Una fábula poco precisa, pero inequívocamente tierna, que señala con desesperanza el vacío espiritual, la absoluta indefensión del ser humano, la falta de sentido vital, y muestra un deambular hacia ninguna parte en la que la película es capaz de mostrar su cara más amarga y dejar aún lado la ternura y la delicadeza con la que relata una vida que comienza a dar sus primeros pasos en un cuerpo adulto.
Surgen así las aristas de un mundo que no concibe la inocencia, que ha pactado la sumisión de la mujer con una complicidad social nunca reconocida, en el marco de una historia que plantea la vacuidad del culto al cuerpo y a la estética con una simplicidad de recursos asombrosa.
El gusto por el plano bonito de Kore-eda no obedece a un mero sentimiento estético, como anuncia el mensaje de su film, sino a un compromiso con cierta manera de contar las cosas, de mostrarlas para revelar su verdadera identidad, su auténtico valor.
Air Doll alcanza su cénit cuando la muñeca, convertida ya en persona de carne y hueso, no entiende la celebración del rito del cumpleaños, y señala con premura a aquellos actos importantes y diminutos a los que hemos ido despojando de su importancia y del poder de sus símbolos.
Cabe preguntarse entonces si siempre ha sido una persona real, y es en el momento en que empieza el relato cuando se da cuenta. Sumisión, sin sentido y nulidad son conceptos que se presentan continuamente a lo largo de la película bajo diferentes caras.
En el deseo de exhalar el último aliento dentro suyo de aquel que ha intentado rellenarla de aire nuevamente se encuentra uno de sus mejores momentos de una cinta que no se cansa de gritar que el vacío que sentimos sólo lo pueden llenar otras personas.
La película se extiende de manera exagerada y su autor vuelve a evidenciar sus latentes problemas para controlar el ritmo y poner punto y final a sus relatos, que se alargan considerable e injustificadamente hasta que pierden el equilibrio.
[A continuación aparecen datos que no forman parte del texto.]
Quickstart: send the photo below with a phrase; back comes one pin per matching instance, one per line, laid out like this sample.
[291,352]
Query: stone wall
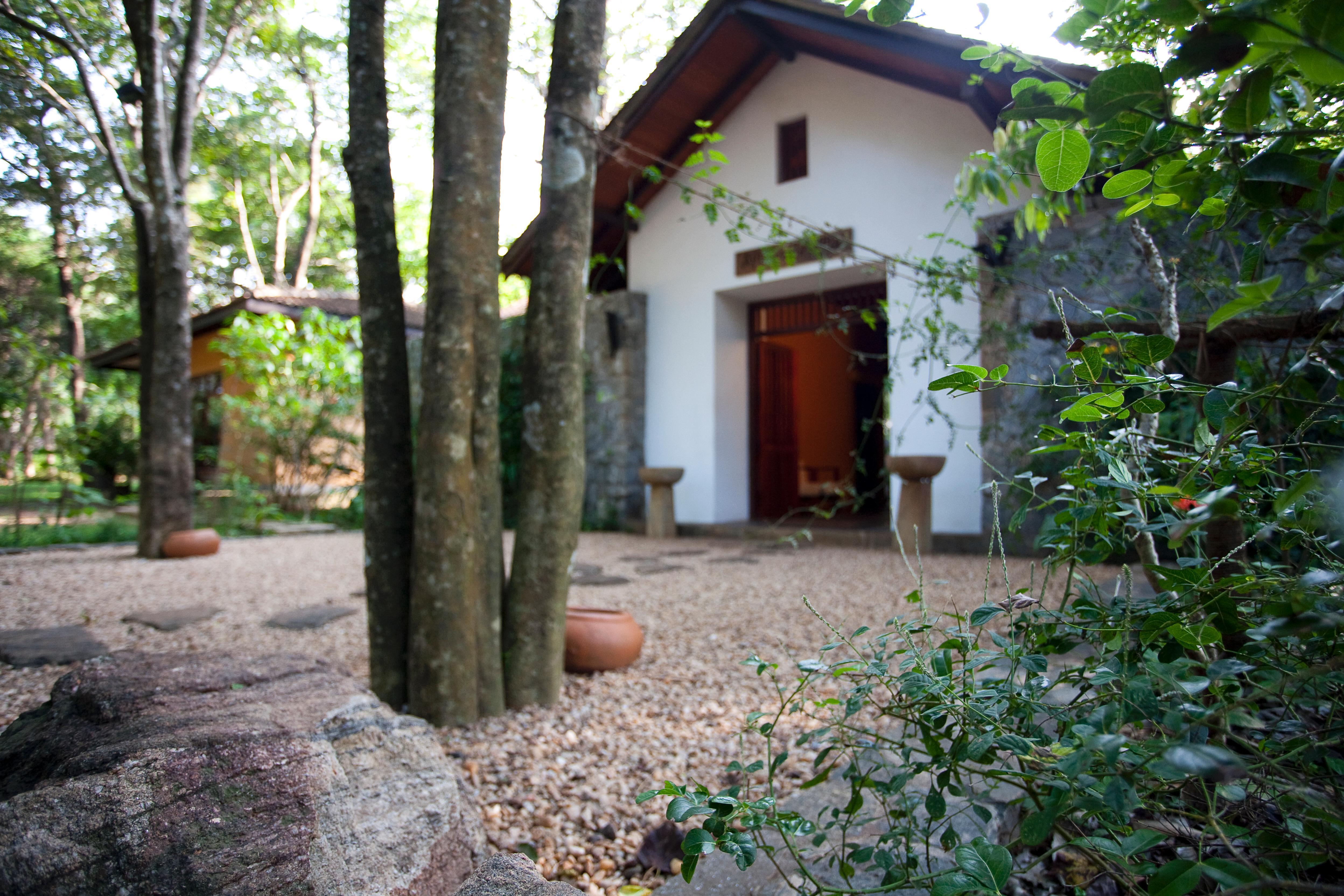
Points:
[1091,264]
[615,339]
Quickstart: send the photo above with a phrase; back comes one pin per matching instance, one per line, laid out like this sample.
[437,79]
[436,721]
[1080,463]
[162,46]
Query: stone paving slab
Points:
[308,617]
[173,620]
[49,647]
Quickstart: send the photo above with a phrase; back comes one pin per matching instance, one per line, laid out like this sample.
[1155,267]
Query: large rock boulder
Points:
[206,774]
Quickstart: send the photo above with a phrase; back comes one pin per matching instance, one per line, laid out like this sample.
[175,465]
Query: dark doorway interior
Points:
[818,371]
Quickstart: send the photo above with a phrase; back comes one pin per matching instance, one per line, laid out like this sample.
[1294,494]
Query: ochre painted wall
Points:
[823,401]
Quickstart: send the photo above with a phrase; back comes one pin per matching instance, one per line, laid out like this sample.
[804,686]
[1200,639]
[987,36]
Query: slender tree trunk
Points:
[487,447]
[448,589]
[315,178]
[552,468]
[167,472]
[143,218]
[65,280]
[389,484]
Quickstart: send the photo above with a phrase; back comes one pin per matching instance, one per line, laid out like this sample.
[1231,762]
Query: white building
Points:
[857,128]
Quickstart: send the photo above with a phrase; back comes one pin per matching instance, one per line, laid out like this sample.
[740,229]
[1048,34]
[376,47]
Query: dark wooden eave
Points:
[260,302]
[722,56]
[1240,330]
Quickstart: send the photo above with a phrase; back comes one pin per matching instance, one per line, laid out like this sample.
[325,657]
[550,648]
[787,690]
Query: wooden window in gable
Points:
[793,150]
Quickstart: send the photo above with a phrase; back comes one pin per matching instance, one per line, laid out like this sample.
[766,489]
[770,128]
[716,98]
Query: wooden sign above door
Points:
[836,244]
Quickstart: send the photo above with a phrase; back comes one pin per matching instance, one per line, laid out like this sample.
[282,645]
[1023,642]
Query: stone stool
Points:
[660,519]
[916,507]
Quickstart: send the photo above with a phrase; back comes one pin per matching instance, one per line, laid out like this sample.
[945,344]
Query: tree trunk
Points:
[65,281]
[166,475]
[389,483]
[143,219]
[448,587]
[486,440]
[552,465]
[315,170]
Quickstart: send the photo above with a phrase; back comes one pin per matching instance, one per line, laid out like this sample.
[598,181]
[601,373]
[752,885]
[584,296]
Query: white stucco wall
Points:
[882,159]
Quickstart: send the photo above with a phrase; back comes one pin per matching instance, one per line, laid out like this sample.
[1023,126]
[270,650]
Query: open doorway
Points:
[818,370]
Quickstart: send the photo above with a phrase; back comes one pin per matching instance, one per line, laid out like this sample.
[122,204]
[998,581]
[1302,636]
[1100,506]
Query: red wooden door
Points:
[775,488]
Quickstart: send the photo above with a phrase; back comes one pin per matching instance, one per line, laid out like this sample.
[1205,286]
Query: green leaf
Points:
[1083,412]
[956,382]
[889,13]
[1140,841]
[953,884]
[996,858]
[819,780]
[1319,66]
[1148,406]
[1150,350]
[1138,207]
[1125,183]
[1221,404]
[698,843]
[1174,879]
[1046,112]
[1213,207]
[1205,761]
[1091,363]
[1229,874]
[971,862]
[1135,85]
[1077,26]
[1062,158]
[1284,169]
[1251,104]
[1037,828]
[1285,500]
[1252,296]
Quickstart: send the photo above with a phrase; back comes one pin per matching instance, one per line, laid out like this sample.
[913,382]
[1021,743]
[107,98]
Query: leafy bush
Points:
[103,533]
[304,398]
[1190,739]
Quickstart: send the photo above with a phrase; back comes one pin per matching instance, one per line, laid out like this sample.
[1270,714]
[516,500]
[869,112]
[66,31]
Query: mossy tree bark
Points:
[449,589]
[389,484]
[552,465]
[166,151]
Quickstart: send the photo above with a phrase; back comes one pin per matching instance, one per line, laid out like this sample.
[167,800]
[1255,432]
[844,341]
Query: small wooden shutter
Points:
[776,487]
[793,150]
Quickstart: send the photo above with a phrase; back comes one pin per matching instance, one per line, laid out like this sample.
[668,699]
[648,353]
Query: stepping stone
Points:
[308,617]
[598,579]
[49,647]
[173,620]
[279,527]
[656,568]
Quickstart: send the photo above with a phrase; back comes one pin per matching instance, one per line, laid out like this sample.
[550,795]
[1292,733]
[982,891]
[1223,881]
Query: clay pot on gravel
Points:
[191,543]
[600,640]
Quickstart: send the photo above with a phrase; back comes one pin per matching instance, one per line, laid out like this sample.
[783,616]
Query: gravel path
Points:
[556,777]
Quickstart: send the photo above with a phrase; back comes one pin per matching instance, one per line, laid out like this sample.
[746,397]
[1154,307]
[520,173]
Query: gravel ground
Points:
[553,778]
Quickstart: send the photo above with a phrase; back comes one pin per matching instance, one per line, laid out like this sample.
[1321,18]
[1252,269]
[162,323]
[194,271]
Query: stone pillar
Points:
[660,519]
[613,409]
[916,508]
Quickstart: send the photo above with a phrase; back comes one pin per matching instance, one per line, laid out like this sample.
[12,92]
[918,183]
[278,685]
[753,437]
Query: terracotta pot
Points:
[600,640]
[191,543]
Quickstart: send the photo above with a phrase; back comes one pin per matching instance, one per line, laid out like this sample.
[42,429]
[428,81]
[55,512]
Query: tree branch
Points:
[189,92]
[109,144]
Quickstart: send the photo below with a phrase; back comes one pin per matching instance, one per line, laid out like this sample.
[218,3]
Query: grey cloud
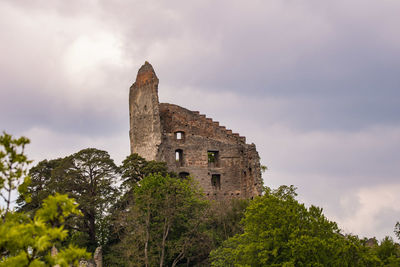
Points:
[307,81]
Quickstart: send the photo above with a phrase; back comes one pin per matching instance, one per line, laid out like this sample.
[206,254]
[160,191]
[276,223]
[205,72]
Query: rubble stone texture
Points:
[190,143]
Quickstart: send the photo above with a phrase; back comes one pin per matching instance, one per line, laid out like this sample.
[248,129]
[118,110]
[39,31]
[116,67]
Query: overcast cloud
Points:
[314,84]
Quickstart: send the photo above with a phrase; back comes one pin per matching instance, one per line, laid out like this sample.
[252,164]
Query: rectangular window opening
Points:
[216,181]
[213,158]
[179,157]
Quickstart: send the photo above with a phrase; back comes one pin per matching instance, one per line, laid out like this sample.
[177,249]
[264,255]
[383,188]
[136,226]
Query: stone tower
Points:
[145,128]
[190,143]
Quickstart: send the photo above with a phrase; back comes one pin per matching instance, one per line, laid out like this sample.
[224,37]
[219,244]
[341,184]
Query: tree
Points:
[279,231]
[164,218]
[27,241]
[13,168]
[133,169]
[388,252]
[89,176]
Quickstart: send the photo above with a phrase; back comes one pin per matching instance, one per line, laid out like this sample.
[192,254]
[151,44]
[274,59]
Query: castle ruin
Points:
[191,144]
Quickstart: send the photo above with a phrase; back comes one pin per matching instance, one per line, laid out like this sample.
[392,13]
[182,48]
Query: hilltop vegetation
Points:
[142,215]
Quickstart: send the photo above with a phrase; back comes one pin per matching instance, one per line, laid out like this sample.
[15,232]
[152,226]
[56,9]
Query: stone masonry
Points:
[190,143]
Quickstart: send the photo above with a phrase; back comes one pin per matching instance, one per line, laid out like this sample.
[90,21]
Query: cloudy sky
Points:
[314,84]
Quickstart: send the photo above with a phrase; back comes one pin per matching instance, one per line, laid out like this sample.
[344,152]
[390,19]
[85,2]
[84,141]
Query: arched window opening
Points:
[184,175]
[216,181]
[179,157]
[180,136]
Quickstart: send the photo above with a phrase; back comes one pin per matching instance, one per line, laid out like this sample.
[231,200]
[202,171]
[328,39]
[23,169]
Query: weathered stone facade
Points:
[191,144]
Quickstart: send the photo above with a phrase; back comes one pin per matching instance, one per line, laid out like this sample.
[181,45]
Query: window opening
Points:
[216,181]
[180,135]
[184,175]
[213,158]
[179,157]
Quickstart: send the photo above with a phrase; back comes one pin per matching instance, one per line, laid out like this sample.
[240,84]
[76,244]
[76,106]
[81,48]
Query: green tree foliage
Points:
[13,168]
[27,241]
[279,231]
[133,169]
[388,252]
[89,176]
[162,222]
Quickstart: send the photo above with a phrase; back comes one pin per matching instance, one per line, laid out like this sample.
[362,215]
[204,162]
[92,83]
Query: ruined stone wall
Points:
[237,163]
[161,131]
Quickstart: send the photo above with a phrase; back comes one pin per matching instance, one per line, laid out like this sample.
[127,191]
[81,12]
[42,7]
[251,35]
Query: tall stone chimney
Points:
[145,127]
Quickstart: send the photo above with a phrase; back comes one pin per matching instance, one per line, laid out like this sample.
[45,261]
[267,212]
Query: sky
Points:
[314,84]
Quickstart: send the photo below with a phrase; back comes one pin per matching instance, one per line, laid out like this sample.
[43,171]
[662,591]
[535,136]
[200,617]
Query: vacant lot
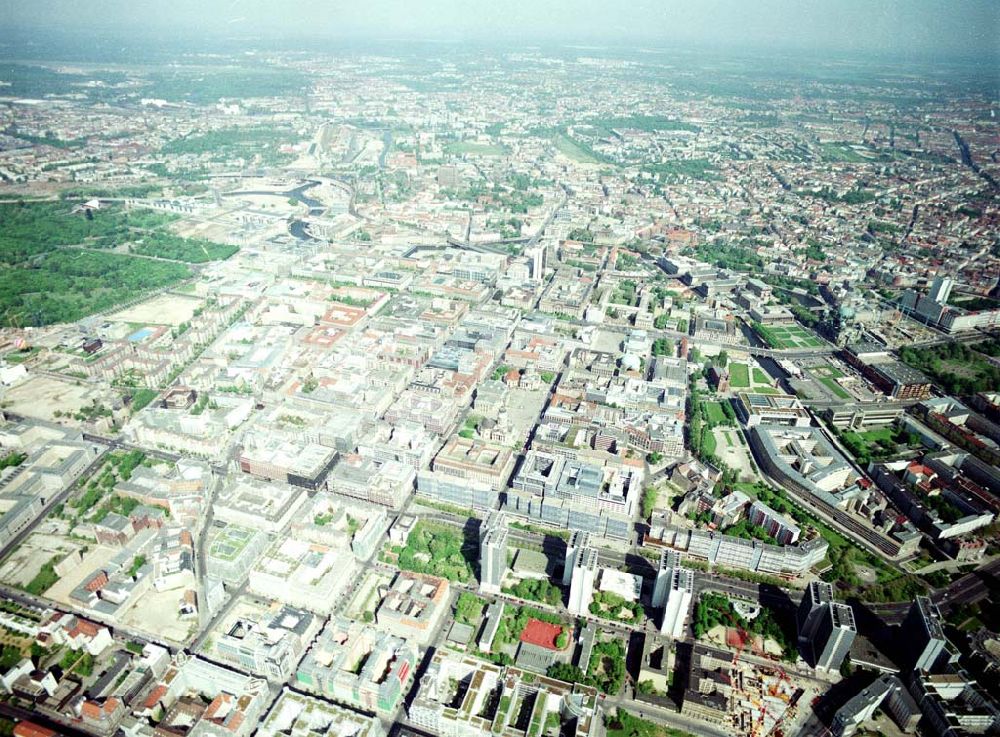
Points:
[165,309]
[42,396]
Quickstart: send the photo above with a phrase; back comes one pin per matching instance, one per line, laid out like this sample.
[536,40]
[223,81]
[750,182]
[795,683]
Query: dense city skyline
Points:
[474,370]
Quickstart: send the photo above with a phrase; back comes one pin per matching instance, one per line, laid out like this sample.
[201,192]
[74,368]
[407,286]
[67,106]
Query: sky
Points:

Air Doll se aleja de las obras maestras del realizador japonés. En ella vuelve a construir una fábula en bruto, llena de una belleza incontenible, a la que le sobran muchos elementos para lograr que despliegue toda su fuerza. A pesar de todo, la mano maestra del director de Still Walking hace que una fábula sencilla como ésta se instale con ternura mucho tiempo en nuestra memoria.